Een isofoon is een lijn getrokken tussen punten waar een gelijke luidheid heerst.
De sterkte van een geluid kan worden uitgedrukt in objectieve (fysische) grootheden zoals de geluiddruk en geluidintensiteit. Als zodanig zeggen deze grootheden weinig over de luidheidssensatie die een geluidsignaal veroorzaakt. Luidheid is een subjectieve ervaring. In het verleden is er onderzoek gedaan met als doel het begrip luidheid te kwantificeren.
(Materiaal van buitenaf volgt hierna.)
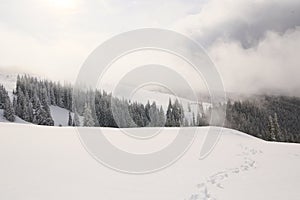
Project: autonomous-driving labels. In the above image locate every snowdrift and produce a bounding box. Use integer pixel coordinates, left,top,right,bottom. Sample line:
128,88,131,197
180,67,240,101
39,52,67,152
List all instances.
0,123,300,200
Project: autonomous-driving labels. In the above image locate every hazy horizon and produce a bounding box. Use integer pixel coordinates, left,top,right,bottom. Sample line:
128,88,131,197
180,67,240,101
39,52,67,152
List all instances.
0,0,300,96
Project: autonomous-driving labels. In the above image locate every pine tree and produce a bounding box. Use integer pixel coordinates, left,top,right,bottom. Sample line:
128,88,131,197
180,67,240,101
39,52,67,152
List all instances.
192,112,196,126
73,111,80,126
83,104,95,127
68,112,73,126
268,115,276,141
159,106,166,127
165,99,174,127
274,113,283,141
3,96,15,122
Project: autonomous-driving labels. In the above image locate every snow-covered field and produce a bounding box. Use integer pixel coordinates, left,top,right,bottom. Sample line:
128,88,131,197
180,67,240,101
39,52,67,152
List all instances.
0,123,300,200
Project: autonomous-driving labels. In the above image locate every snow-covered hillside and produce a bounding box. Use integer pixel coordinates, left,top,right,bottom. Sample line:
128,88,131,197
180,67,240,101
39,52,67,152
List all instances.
0,72,212,126
50,106,83,126
0,123,300,200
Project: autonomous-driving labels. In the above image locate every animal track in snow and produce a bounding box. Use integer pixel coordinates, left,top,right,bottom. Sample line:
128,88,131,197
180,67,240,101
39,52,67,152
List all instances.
188,144,263,200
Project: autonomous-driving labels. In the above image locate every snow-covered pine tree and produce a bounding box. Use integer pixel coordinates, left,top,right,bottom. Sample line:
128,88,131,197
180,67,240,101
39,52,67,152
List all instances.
192,112,196,126
83,104,95,127
165,98,174,127
274,113,284,142
3,97,15,122
68,112,73,126
159,106,166,127
73,111,80,126
268,115,276,141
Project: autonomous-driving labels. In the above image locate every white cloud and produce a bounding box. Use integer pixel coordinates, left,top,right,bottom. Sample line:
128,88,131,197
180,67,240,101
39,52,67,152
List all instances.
209,27,300,95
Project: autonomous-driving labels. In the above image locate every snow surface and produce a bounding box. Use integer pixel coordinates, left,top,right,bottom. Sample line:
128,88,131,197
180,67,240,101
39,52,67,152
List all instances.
0,109,30,124
50,106,83,126
0,123,300,200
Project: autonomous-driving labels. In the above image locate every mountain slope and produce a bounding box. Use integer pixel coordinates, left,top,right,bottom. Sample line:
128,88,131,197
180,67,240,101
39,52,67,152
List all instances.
0,123,300,200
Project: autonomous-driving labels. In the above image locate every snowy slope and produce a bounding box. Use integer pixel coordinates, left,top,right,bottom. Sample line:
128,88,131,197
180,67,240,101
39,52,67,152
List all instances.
0,123,300,200
0,72,18,101
50,106,83,126
0,109,30,124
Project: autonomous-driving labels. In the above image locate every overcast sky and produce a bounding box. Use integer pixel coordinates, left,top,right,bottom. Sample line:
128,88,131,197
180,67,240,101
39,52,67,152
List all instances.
0,0,300,95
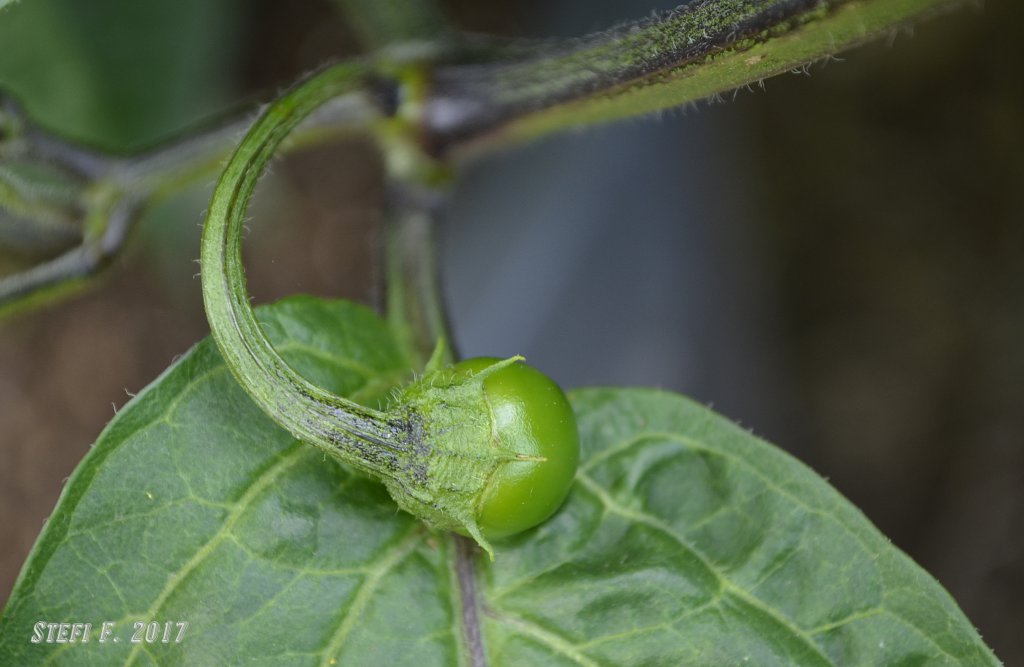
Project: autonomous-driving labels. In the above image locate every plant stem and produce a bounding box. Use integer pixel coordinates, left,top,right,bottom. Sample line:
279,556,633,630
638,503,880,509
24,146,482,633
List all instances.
0,84,376,315
385,183,455,368
423,0,961,157
201,64,412,478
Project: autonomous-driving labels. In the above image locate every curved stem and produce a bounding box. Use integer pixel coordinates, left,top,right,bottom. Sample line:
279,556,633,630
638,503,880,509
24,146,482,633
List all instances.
201,64,412,478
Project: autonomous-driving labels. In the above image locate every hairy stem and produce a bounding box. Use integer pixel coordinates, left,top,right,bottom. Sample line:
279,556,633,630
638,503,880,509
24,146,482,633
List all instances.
385,183,454,368
423,0,958,156
201,64,410,478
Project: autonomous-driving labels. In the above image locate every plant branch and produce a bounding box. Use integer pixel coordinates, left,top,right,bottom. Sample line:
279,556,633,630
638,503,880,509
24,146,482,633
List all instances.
385,182,455,368
0,86,376,315
422,0,958,157
200,59,412,480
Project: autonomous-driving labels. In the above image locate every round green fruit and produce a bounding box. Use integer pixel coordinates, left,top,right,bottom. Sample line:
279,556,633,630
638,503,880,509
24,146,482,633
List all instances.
455,357,580,538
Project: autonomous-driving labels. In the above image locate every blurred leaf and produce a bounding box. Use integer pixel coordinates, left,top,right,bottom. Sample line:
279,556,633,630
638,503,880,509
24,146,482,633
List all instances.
0,297,996,667
0,0,243,151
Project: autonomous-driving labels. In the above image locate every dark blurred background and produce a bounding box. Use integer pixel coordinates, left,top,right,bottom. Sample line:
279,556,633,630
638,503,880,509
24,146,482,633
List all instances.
0,0,1024,664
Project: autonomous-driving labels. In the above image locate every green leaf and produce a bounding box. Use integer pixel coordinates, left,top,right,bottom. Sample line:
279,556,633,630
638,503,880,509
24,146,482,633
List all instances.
0,297,997,667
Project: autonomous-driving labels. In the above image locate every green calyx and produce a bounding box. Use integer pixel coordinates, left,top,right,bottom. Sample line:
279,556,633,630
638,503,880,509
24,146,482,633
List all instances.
201,64,579,558
385,357,536,557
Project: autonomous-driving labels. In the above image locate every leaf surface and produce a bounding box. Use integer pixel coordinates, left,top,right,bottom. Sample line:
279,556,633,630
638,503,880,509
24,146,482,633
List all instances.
0,297,997,667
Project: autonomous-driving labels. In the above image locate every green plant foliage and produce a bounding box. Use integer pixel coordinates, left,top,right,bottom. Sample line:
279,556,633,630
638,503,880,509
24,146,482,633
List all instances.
0,297,997,667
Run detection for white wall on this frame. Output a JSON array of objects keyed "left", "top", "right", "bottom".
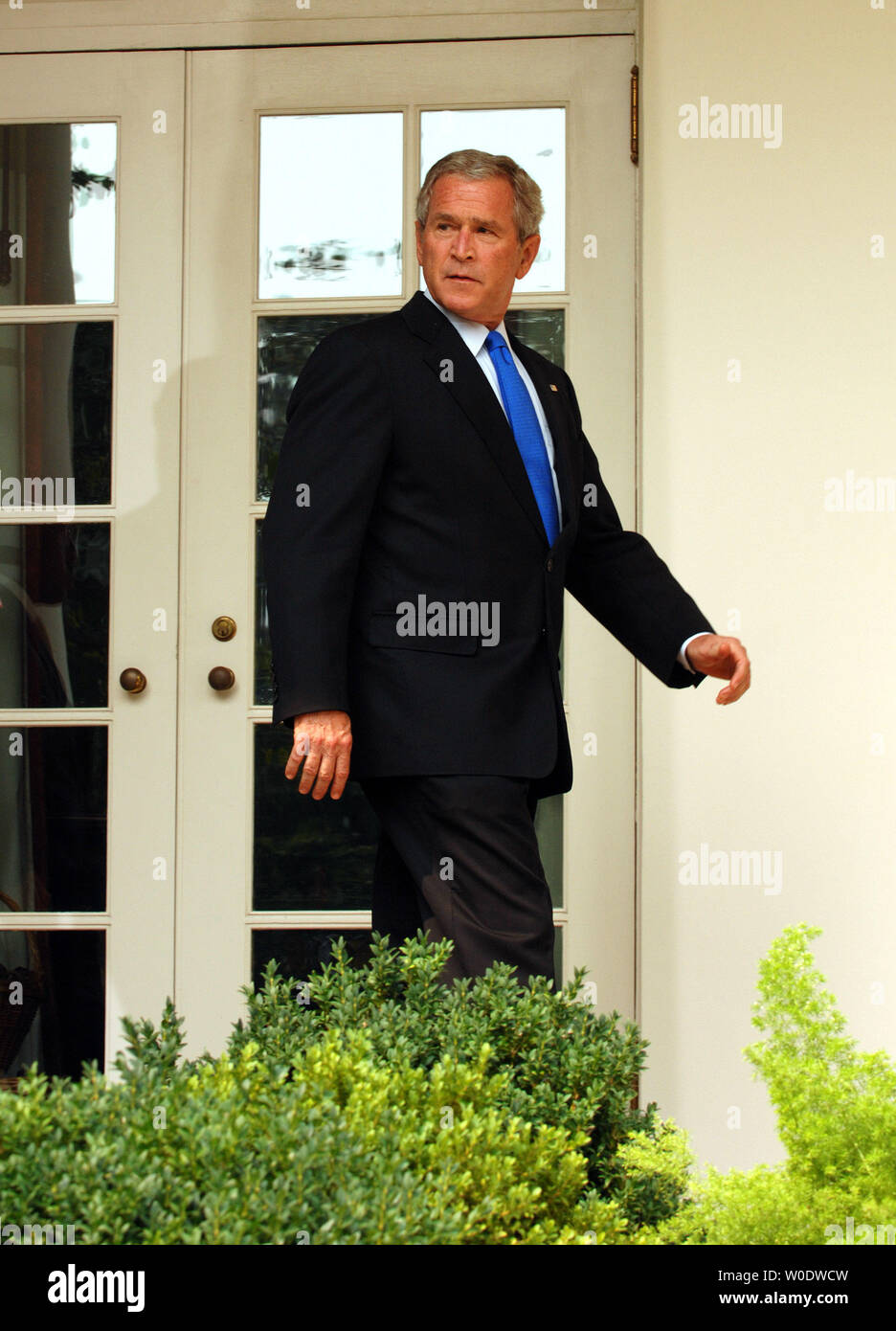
[{"left": 639, "top": 0, "right": 896, "bottom": 1167}]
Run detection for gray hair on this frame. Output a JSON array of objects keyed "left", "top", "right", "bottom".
[{"left": 416, "top": 147, "right": 545, "bottom": 242}]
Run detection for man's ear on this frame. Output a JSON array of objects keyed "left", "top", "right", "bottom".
[{"left": 514, "top": 236, "right": 542, "bottom": 282}]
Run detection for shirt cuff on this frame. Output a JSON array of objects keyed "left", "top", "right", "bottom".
[{"left": 678, "top": 628, "right": 711, "bottom": 675}]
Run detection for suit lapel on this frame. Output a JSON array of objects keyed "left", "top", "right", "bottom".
[
  {"left": 510, "top": 333, "right": 572, "bottom": 539},
  {"left": 401, "top": 291, "right": 563, "bottom": 549}
]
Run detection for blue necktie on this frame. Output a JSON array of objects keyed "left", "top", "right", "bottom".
[{"left": 486, "top": 331, "right": 561, "bottom": 546}]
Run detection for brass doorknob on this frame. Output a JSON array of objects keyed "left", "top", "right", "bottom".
[
  {"left": 212, "top": 615, "right": 237, "bottom": 643},
  {"left": 119, "top": 666, "right": 146, "bottom": 693}
]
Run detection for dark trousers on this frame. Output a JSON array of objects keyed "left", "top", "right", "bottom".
[{"left": 361, "top": 776, "right": 554, "bottom": 985}]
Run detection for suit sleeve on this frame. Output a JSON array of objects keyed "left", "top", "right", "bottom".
[
  {"left": 261, "top": 328, "right": 392, "bottom": 724},
  {"left": 566, "top": 376, "right": 715, "bottom": 688}
]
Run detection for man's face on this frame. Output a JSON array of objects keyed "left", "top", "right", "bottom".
[{"left": 416, "top": 175, "right": 541, "bottom": 328}]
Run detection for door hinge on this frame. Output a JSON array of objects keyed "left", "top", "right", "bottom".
[{"left": 628, "top": 65, "right": 638, "bottom": 167}]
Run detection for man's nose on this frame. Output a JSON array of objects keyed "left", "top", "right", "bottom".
[{"left": 451, "top": 226, "right": 473, "bottom": 259}]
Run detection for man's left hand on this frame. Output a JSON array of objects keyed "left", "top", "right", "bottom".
[{"left": 684, "top": 634, "right": 750, "bottom": 707}]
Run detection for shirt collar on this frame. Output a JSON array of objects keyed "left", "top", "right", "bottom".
[{"left": 423, "top": 286, "right": 510, "bottom": 355}]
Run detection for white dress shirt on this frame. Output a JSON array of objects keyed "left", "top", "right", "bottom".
[{"left": 423, "top": 286, "right": 703, "bottom": 675}]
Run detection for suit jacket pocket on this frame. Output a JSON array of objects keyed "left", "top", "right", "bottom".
[{"left": 366, "top": 610, "right": 480, "bottom": 656}]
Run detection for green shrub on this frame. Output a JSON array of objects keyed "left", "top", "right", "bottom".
[
  {"left": 232, "top": 935, "right": 681, "bottom": 1223},
  {"left": 636, "top": 924, "right": 896, "bottom": 1245},
  {"left": 0, "top": 939, "right": 674, "bottom": 1245}
]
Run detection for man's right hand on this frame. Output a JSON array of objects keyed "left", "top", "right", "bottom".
[{"left": 286, "top": 712, "right": 351, "bottom": 800}]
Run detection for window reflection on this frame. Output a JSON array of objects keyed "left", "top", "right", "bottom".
[
  {"left": 0, "top": 321, "right": 112, "bottom": 515},
  {"left": 0, "top": 522, "right": 109, "bottom": 707},
  {"left": 0, "top": 123, "right": 117, "bottom": 305},
  {"left": 0, "top": 723, "right": 108, "bottom": 917},
  {"left": 0, "top": 929, "right": 105, "bottom": 1081},
  {"left": 257, "top": 314, "right": 375, "bottom": 500},
  {"left": 258, "top": 112, "right": 403, "bottom": 300}
]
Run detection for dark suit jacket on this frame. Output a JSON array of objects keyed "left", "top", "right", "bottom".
[{"left": 262, "top": 293, "right": 712, "bottom": 796}]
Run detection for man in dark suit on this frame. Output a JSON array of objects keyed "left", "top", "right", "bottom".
[{"left": 262, "top": 150, "right": 750, "bottom": 982}]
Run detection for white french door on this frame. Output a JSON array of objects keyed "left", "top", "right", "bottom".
[
  {"left": 0, "top": 52, "right": 185, "bottom": 1077},
  {"left": 0, "top": 36, "right": 635, "bottom": 1078},
  {"left": 177, "top": 37, "right": 635, "bottom": 1049}
]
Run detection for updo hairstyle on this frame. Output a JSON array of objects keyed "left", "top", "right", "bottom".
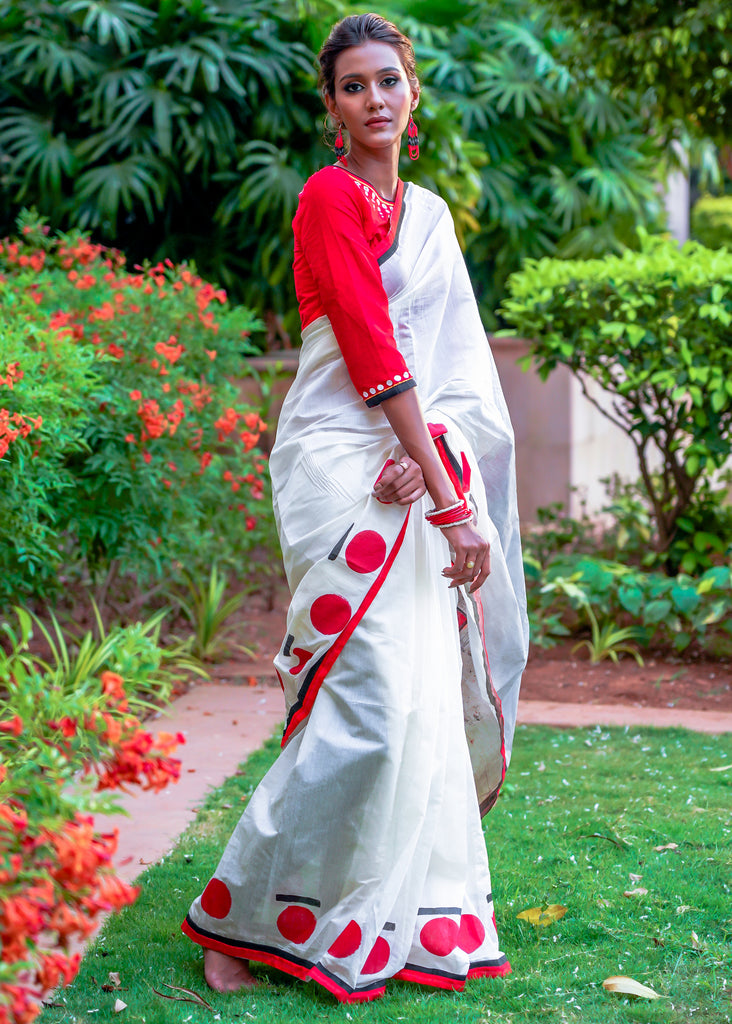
[{"left": 317, "top": 14, "right": 417, "bottom": 99}]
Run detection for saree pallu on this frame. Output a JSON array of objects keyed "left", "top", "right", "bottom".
[{"left": 183, "top": 185, "right": 527, "bottom": 1001}]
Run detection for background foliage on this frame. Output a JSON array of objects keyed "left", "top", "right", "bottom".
[
  {"left": 0, "top": 211, "right": 272, "bottom": 603},
  {"left": 0, "top": 611, "right": 184, "bottom": 1024},
  {"left": 502, "top": 237, "right": 732, "bottom": 571},
  {"left": 549, "top": 0, "right": 732, "bottom": 145},
  {"left": 0, "top": 0, "right": 657, "bottom": 341}
]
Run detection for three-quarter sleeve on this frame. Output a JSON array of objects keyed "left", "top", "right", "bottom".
[{"left": 293, "top": 167, "right": 416, "bottom": 406}]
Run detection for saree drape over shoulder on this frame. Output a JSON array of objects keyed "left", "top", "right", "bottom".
[{"left": 183, "top": 174, "right": 527, "bottom": 1001}]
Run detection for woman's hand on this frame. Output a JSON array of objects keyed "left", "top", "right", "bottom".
[
  {"left": 442, "top": 522, "right": 490, "bottom": 594},
  {"left": 374, "top": 455, "right": 427, "bottom": 505}
]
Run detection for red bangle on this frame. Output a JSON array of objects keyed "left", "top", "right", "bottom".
[{"left": 425, "top": 498, "right": 473, "bottom": 528}]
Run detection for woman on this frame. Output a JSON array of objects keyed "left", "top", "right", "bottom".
[{"left": 183, "top": 14, "right": 527, "bottom": 1002}]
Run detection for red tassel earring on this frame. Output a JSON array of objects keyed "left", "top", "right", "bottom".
[
  {"left": 333, "top": 124, "right": 348, "bottom": 167},
  {"left": 406, "top": 114, "right": 420, "bottom": 160}
]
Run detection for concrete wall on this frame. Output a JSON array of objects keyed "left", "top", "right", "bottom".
[{"left": 490, "top": 338, "right": 639, "bottom": 522}]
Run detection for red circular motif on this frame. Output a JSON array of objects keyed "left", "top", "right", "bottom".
[
  {"left": 420, "top": 918, "right": 459, "bottom": 956},
  {"left": 361, "top": 935, "right": 391, "bottom": 974},
  {"left": 310, "top": 594, "right": 351, "bottom": 636},
  {"left": 328, "top": 921, "right": 361, "bottom": 957},
  {"left": 201, "top": 879, "right": 231, "bottom": 921},
  {"left": 277, "top": 906, "right": 317, "bottom": 945},
  {"left": 458, "top": 913, "right": 485, "bottom": 953},
  {"left": 346, "top": 529, "right": 386, "bottom": 572}
]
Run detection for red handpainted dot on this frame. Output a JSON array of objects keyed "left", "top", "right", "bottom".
[
  {"left": 277, "top": 906, "right": 317, "bottom": 944},
  {"left": 345, "top": 529, "right": 386, "bottom": 572},
  {"left": 310, "top": 594, "right": 351, "bottom": 635},
  {"left": 361, "top": 935, "right": 391, "bottom": 974},
  {"left": 420, "top": 918, "right": 460, "bottom": 956},
  {"left": 201, "top": 879, "right": 231, "bottom": 921},
  {"left": 328, "top": 921, "right": 361, "bottom": 957},
  {"left": 458, "top": 913, "right": 485, "bottom": 953}
]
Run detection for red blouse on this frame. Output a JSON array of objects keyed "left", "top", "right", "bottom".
[{"left": 293, "top": 166, "right": 416, "bottom": 406}]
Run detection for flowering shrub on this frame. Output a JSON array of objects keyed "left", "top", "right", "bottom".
[
  {"left": 0, "top": 617, "right": 183, "bottom": 1024},
  {"left": 0, "top": 215, "right": 272, "bottom": 598}
]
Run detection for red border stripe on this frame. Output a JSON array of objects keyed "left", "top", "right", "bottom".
[{"left": 282, "top": 505, "right": 412, "bottom": 746}]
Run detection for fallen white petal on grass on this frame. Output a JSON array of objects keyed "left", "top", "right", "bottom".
[{"left": 602, "top": 974, "right": 660, "bottom": 999}]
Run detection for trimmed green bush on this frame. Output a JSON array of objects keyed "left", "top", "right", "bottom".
[
  {"left": 691, "top": 196, "right": 732, "bottom": 251},
  {"left": 500, "top": 237, "right": 732, "bottom": 571}
]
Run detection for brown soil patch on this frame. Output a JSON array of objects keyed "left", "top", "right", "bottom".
[{"left": 212, "top": 584, "right": 732, "bottom": 712}]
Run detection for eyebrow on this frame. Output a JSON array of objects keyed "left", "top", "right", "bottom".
[{"left": 338, "top": 67, "right": 399, "bottom": 82}]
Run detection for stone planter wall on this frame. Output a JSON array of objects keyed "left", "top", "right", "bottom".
[{"left": 490, "top": 338, "right": 639, "bottom": 522}]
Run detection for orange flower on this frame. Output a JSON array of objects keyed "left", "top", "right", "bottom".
[
  {"left": 214, "top": 409, "right": 240, "bottom": 441},
  {"left": 155, "top": 334, "right": 184, "bottom": 362},
  {"left": 99, "top": 671, "right": 127, "bottom": 711}
]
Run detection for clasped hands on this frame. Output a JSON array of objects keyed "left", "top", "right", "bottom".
[{"left": 374, "top": 455, "right": 490, "bottom": 594}]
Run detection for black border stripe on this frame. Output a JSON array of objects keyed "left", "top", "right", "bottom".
[
  {"left": 285, "top": 640, "right": 327, "bottom": 732},
  {"left": 328, "top": 522, "right": 355, "bottom": 562},
  {"left": 274, "top": 893, "right": 320, "bottom": 906},
  {"left": 363, "top": 377, "right": 417, "bottom": 409},
  {"left": 435, "top": 434, "right": 463, "bottom": 487}
]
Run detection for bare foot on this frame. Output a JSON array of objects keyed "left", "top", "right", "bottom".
[{"left": 204, "top": 949, "right": 258, "bottom": 992}]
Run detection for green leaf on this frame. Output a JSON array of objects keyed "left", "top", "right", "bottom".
[{"left": 643, "top": 598, "right": 672, "bottom": 625}]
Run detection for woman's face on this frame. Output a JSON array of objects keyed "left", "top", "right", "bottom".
[{"left": 327, "top": 39, "right": 420, "bottom": 155}]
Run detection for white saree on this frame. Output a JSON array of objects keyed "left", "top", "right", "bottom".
[{"left": 183, "top": 184, "right": 528, "bottom": 1001}]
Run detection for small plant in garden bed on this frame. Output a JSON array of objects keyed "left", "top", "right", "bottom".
[
  {"left": 0, "top": 612, "right": 189, "bottom": 1024},
  {"left": 0, "top": 208, "right": 274, "bottom": 600},
  {"left": 524, "top": 554, "right": 732, "bottom": 655},
  {"left": 173, "top": 564, "right": 252, "bottom": 662}
]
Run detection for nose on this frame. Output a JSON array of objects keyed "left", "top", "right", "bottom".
[{"left": 367, "top": 83, "right": 384, "bottom": 110}]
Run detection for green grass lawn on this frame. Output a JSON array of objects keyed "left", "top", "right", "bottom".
[{"left": 41, "top": 727, "right": 732, "bottom": 1024}]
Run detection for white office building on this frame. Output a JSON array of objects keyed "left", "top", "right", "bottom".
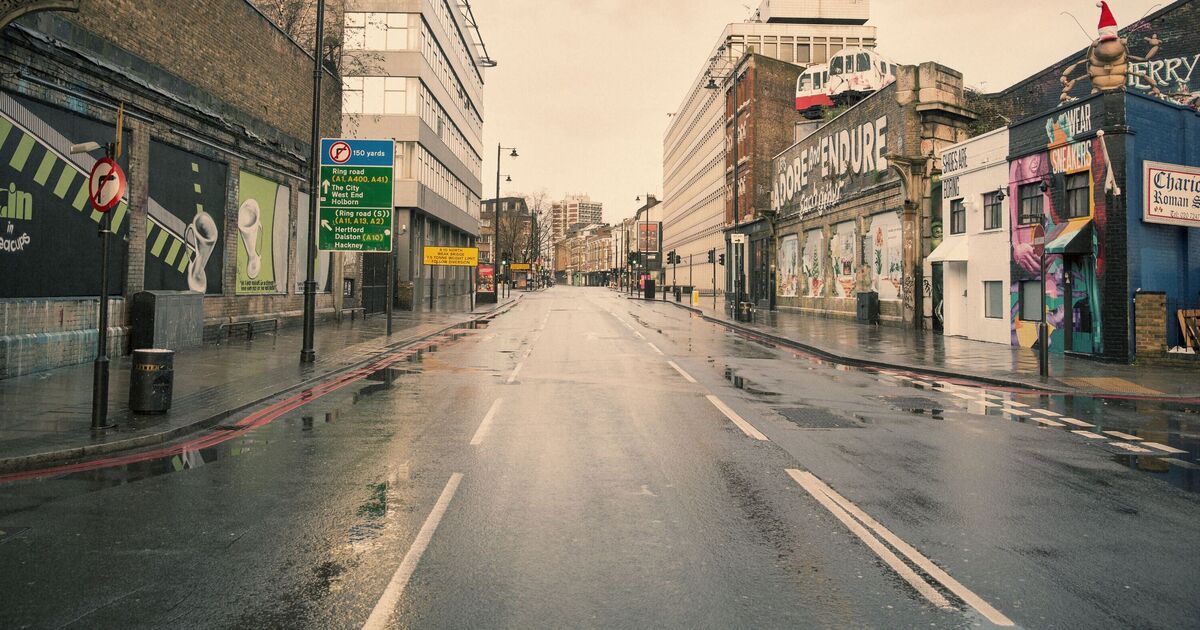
[
  {"left": 662, "top": 0, "right": 875, "bottom": 292},
  {"left": 342, "top": 0, "right": 490, "bottom": 311}
]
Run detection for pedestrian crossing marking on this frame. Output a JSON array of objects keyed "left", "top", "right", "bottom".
[
  {"left": 1109, "top": 442, "right": 1154, "bottom": 452},
  {"left": 34, "top": 151, "right": 59, "bottom": 186},
  {"left": 8, "top": 133, "right": 34, "bottom": 173},
  {"left": 1141, "top": 442, "right": 1188, "bottom": 455}
]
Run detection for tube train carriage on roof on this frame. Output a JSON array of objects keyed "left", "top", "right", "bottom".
[{"left": 796, "top": 48, "right": 896, "bottom": 119}]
Hiertoe werd de luidheid die verschillende signalen bij de luisteraar veroorzaken onderling vergeleken.
Voor sinusvormige signalen (zuivere tonen) is op deze wijze voor normaal horende personen het verband tussen geluiddrukniveau, frequentie en luidheid vastgelegd in curven van gelijke luidheid, de zogenaamde isofonen.
Er zijn twee maten voor luidheid in gebruik te weten de foon en de soon die beide zijn gerelateerd aan een zuivere toon van 1000 Hz.
Zo is het luidheidsniveau van een toon in foon gelijk aan het geluiddrukniveau van een even luide toon van 1000 Hz. De luidheidsschaal in foon loopt dus globaal van 0 foon bij de gehoordrempel tot 120 foon bij de pijngrens. Toename van het luidheidsniveau met 10 foon wordt ervaren als een verdubbeling van de luidheid.
Een wat recentere maat voor de luidheid is de soon. Een toon met een luidheid van 1 soon klinkt even luid als een toon van 1000 Hz met een geluiddrukniveau van 40 dB. Indien een toon als tweemaal zo luid wordt beoordeeld als een toon met een luidheid van 1 soon heeft deze een luidheid van 2 soon. De luidheid uitgedrukt in soon verdubbelt voor iedere 10 dB toename van het geluiddrukniveau.